Not a Normal Relationship
THE CIRCLE OF LIFE WITH A NARCOPATH
This blog is written for female survivors of male perpetrators.
This cycle may take weeks, months or years, but it will be evident as a pattern in the narcopath’s true life story(not the one he/she tells you!)
RECONCILIATION/ HONEYMOON PHASE
He apologises for not being able to cope with her issues, denies the abuse ever happened, or says it wasn’t as bad as she claims, or subtly blames her for provoking the abuse, plays the victim.
She feels compassion and sympathy for him, and allows herself to be vulnerable again.
She absorbs the blame, feels remorseful and guilty, apologises, forgives him, and makes atonement efforts.
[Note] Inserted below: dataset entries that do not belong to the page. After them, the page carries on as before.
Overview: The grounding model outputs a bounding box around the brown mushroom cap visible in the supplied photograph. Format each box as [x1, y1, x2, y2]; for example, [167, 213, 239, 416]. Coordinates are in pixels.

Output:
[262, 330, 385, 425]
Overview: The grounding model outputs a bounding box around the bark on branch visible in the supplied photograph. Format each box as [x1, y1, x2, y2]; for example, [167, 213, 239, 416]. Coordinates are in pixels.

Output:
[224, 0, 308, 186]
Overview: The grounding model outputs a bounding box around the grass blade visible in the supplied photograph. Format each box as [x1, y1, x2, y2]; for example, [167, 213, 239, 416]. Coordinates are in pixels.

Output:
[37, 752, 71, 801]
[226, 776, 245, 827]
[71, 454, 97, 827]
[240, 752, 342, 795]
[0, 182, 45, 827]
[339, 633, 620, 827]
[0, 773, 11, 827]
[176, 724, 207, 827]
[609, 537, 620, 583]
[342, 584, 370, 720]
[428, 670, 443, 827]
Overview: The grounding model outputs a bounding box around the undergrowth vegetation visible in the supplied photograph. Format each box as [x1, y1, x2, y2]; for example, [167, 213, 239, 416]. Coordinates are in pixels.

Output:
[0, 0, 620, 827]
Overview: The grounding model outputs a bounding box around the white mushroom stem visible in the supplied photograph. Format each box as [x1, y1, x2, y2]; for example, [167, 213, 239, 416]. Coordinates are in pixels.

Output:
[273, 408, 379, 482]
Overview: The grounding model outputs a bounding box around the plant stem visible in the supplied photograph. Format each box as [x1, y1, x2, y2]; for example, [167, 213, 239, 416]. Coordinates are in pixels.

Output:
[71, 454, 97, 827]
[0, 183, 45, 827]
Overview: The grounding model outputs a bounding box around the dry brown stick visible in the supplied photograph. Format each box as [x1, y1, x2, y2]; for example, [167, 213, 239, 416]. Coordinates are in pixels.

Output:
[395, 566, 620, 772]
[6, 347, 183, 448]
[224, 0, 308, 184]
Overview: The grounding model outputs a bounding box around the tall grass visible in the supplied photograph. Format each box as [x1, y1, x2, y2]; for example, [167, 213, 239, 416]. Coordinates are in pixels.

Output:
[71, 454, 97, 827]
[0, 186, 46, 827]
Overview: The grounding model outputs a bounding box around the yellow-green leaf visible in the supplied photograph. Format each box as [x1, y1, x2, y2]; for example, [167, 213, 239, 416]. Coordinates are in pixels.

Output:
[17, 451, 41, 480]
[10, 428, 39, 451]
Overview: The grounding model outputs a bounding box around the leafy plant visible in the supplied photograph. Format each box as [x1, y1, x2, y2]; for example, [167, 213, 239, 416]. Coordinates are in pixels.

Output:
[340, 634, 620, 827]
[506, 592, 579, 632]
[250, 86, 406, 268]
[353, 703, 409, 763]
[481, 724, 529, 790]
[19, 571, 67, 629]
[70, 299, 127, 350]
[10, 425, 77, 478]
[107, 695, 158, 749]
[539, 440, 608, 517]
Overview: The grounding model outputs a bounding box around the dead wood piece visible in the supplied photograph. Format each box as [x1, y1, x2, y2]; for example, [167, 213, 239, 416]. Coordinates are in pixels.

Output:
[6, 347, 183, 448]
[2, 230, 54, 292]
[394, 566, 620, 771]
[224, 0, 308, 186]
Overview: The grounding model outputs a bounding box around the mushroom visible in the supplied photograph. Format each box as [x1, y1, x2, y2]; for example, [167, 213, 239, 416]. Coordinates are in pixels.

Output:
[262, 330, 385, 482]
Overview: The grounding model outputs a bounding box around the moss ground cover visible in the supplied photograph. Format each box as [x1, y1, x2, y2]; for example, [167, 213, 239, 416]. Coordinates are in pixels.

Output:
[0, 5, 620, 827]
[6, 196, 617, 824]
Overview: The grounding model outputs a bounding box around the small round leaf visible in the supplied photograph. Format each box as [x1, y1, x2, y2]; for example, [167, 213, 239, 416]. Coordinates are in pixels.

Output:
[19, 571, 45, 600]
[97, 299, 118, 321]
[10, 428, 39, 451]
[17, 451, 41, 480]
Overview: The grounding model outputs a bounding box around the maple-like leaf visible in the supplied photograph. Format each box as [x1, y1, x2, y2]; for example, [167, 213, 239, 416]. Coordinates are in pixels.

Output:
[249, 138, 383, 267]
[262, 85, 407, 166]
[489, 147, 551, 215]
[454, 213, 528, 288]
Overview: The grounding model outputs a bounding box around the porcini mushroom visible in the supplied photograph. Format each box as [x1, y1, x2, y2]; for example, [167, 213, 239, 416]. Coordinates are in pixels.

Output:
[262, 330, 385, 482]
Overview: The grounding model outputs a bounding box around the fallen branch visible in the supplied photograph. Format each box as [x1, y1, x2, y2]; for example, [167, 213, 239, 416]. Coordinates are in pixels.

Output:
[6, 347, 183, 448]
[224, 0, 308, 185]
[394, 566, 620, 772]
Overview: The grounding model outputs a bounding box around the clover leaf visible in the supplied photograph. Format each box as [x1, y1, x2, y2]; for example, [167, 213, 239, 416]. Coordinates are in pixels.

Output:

He appears to accept the apology, but actually ‘warehouses’ the incident to be used against her later.
He promises it will never happen again.
He love-bombs her again.
She reciprocates with increased nurturing, loving, care-taking behaviour.
HOLDING PATTERN PHASE
He appears to keep a few promises made during the reconciliation.
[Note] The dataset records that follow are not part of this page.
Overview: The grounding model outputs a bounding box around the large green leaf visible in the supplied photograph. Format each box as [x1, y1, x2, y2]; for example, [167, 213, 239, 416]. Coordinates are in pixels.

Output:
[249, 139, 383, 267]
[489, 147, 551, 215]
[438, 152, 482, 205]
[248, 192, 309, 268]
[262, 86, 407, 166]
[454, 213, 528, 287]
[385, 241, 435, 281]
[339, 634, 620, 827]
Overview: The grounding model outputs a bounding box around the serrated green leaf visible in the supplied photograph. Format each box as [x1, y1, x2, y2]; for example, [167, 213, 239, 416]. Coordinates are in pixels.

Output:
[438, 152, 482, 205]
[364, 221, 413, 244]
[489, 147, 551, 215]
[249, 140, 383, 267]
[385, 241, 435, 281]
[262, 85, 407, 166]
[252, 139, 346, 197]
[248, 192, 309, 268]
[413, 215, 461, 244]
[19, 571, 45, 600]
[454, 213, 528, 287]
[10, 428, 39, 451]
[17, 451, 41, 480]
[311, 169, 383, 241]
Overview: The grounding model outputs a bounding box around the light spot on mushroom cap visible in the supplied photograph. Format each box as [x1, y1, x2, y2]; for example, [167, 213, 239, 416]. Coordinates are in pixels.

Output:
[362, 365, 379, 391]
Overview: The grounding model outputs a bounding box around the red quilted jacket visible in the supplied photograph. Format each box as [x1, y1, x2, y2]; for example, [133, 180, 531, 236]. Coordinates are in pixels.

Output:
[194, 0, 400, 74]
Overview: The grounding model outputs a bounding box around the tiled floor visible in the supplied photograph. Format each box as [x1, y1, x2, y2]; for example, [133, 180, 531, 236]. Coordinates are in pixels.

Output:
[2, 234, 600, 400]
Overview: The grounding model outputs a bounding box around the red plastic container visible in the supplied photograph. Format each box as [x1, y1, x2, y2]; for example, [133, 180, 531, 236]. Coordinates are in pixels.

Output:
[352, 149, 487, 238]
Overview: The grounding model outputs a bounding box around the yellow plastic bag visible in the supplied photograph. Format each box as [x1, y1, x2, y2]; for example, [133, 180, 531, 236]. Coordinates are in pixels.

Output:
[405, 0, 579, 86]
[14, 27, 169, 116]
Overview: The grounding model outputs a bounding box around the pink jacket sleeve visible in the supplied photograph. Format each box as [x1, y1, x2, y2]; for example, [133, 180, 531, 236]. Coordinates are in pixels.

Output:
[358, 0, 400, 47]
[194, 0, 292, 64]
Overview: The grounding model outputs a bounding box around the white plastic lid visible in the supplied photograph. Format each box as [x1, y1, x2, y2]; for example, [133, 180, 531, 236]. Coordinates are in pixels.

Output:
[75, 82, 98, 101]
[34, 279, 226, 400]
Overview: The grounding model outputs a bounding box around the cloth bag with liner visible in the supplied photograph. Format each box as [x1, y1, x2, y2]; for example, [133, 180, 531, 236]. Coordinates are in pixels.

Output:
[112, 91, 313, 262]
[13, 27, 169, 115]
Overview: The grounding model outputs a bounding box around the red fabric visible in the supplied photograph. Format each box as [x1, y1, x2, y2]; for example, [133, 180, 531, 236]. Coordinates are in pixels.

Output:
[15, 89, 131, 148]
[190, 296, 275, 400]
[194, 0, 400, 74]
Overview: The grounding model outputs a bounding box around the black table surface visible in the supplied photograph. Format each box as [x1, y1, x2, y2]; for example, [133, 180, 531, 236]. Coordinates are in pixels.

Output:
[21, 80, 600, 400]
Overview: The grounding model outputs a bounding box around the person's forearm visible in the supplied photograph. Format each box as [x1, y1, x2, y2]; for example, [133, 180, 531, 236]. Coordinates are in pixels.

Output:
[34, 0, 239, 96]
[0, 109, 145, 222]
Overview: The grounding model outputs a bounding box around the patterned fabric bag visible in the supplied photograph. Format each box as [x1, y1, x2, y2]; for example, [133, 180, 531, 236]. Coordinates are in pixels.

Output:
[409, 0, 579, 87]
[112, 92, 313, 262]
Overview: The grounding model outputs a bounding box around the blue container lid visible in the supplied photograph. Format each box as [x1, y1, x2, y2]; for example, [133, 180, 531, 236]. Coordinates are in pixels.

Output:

He reverts to charming, apparently loving partner, especially in public or with an audience.
He acts like the abuse never happened.
She hopes the matter is resolved and their bond has grown stronger via managing conflict well. She trusts him again.
TENSION BUILDING PHASE
He starts seething with passive aggression, getting irritated or angry.
He belittles, demeans, accuses her in minor ways.
Silent treatment: he refuses to communicate.
She feels like she is walking on egg-shells to avoid conflict.
He disappears for days on end without communication (ghosting), stays out all night, lies about his whereabouts.
His Jekyll/Hyde intermittent reinforcement starts again – behaves one way in public and another in private, says one thing and does another.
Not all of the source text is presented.